AS FOLHAS QUANDO CAEM…

Ilustração: Fábio Campos

Ilustração: Fábio Campos

Adalberto nunca tinha passado um carnaval daqueles. Na verdade nem sabia se aquilo poderia ser considerado um carnaval. A casa era só uma choupana no meio da caatinga. Duas caídas d’águas, um alpendre escorado por toscas estacas guarnecidas de ganchos. Ornados de cordas de caruá, amolecida de tanto trabalho duro. Num canto arreios duma montaria, um relho e um chapéu de couro de boi, tudo tão gasto, ensebado. Um balaio de vime, atarefado de palma, um facão de cabo preto embainhado um par de alpercatas Xô-boi. Dois homens Adalberto e Maurílio sentados num “Péla-porco”. Os pés cruzados embaixo do banco davam guarida pra um cachorro branco. Macerando verbo e fumo de rolo. Proseavam, os amigos. Coisas desinventadas por gente do mundo. Coisas que até Deus que é Deus duvidava.

De limo negro as telhas diziam tristeza. Uma bica esturricada de tempo dormia pros lados do oitão esperando chuva. E quando viesse, porque em fevereiro sempre vinham, choraria a desaguar num tonel. E havia um céu perfeito a flamular de azul, sublinhado dumas nuvenzinhas, brancas que só. Com o rei brincava de luz, não luz. Do terreiro até aonde as vistas quisessem ir tinha mundo pra ver. Tinha uma roça que não dizia nada. Com paciência de Jó, aguardaria os obreiros que não tardariam. Formigas formigando a epiderme da mãe terra, caravaneavam tudo que pudesse fornecer alimento no inverno. Pros recônditos porões escuros, morno, úmido e cheiroso ventre da mãe terra campeavam. Onde a cigarra laboriosa cantava angariando longínquos ouvidores. Mangangás nupciais cortejariam xim-xins, orquídeas e frutos dos mandacarus.

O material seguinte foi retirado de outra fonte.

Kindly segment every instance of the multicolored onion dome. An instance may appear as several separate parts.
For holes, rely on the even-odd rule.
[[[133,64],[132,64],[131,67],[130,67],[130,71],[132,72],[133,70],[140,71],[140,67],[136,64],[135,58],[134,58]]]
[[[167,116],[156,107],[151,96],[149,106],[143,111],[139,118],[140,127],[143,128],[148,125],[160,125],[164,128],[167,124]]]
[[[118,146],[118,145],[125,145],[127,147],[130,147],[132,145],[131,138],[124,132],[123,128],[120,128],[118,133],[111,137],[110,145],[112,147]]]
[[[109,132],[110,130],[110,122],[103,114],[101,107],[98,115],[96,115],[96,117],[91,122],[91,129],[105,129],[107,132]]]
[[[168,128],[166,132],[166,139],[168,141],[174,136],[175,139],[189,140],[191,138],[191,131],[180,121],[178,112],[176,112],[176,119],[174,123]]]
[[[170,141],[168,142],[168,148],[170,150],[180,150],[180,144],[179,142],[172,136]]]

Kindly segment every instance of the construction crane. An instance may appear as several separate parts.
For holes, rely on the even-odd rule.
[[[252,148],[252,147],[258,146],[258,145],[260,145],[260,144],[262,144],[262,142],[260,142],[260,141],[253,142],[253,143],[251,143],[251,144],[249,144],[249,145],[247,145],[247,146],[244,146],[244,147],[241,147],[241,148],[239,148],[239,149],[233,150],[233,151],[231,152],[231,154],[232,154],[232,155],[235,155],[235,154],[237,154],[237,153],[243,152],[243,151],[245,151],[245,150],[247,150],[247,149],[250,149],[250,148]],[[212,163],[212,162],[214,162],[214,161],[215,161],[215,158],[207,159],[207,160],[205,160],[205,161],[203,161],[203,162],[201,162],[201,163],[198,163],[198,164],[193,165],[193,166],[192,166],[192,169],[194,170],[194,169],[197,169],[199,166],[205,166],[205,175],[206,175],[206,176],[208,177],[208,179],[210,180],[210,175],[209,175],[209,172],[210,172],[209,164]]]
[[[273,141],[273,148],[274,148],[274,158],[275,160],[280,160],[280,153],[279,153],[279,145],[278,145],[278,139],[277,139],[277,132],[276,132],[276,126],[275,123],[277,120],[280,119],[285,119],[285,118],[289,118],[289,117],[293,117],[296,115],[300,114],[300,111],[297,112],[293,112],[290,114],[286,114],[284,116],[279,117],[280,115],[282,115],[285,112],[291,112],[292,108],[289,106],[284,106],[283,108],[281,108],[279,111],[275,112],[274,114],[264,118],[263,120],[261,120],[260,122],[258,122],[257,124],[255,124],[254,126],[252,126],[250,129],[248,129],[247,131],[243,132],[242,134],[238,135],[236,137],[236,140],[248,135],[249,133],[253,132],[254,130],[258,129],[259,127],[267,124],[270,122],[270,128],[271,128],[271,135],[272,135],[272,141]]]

A conversa estava boa, mas era preciso dizer pra que estavam ali. Maurílio filho de Seu Claudomiro e dona Paulina, tinha nove irmãos, Claudomero, Teodorico, Teodebaldo, Teodeberto, Teodomiro, Dagoberto, Ferdemundo, Ferdinando e Betânia. Adalberto um caboclo bem afeiçoado vindo das bandas do Sítio Capim. Apareceu por ali, pra passar uma temporada de plantio de roça com os tios, conheceu Betânia e cinco anos já fazia que se casaram. No mesmo dia, na mesma igreja e com o mesmo padre casou também Maurílio, com Robevânia que acabou de entrar na história. E de quebra, era prima legítima do noivo. Todos, com exceção de Maurílio, foram embora pra São Paulo. No sertão o povo tem umas crenças que devem ser respeitada, isso porque fazem parte da natureza humana. Diziam os mais velhos, que casamentos de dois parentes no mesmo dia não era muito recomendado. Porque um, iria carrear pra si, todo tipo de sorte predestinada pro outro. No tempo que os amigos se casaram eram jovens e se quer se aperceberam disso. Foram pro mundo, e cada qual seguiu seu cada qual.

De dito popular, em dito popular vive o sertão. Tem um que diz que, Deus não dorme. Bem diz, não dorme. Não fala em cochilo. Pois acreditando que uma vez perdida, assim, quando alta vai a madrugada, e o povo está mais desocupado de aporrinhar com seus infinitos rosários de pedidos. O Criador deve pelo menos dar um cochilo. Pois justamente entre um desses benditos cochilos, é que Leviatã aproveita pra pintar os canecos. E se conselho fosse bom não se dava vendia, mesmo assim o amigo desconfie do que diz: “O diabo não é tudo o que pintam.” Pois acredite, é tudo o que pintam sim, e um bocado mais. Acontece que o tempo gastou mais três lustros das histórias dos dois amigos. Adalberto tornou-se empresário do transporte alternativo. Sua modesta frota cobria linhas rodoviárias em todo o sertão. Prosperou o filho do camponês, que no passado teve dias de amargura. Enchiam-se os olhos d’água salobra quando lembrava os primeiros anos de casado. Morava numa tapera, numa situação que era de cortar coração. As histórias sofridas das canções de Luiz Gonzaga e Teixeirinha eram luxo diante do que passou. Guardara de lembrança uma foto do tempo que era fichado nas Frentes de Emergência, do governo “da Coalização Arenista” Guilherme Gracindo Soares Palmeira, o bacharel em Direito redentor da pobreza. Os sertanejos como Adalberto, à época o tinha como um homem abençoado. O suporte que dera para que a Sudene implantasse aquele programa que mataria a fome de tantos. Na foto Adalberto ao lado de outros “cassácos” como eram apelidados, só couro e osso. Com fé em Deus aquilo seria coisa do passado. Hoje gozava de uma vida confortável. Em sua chácara na praia de Miaí era onde ultimamente passava os feriados prolongados com a família, inclusive os carnavais. Acontece que deu vontade de voltar as origens e por isso estava ali, ao lado do velho amigo Maurílio que jamais saíra do sítio Pau Ferro.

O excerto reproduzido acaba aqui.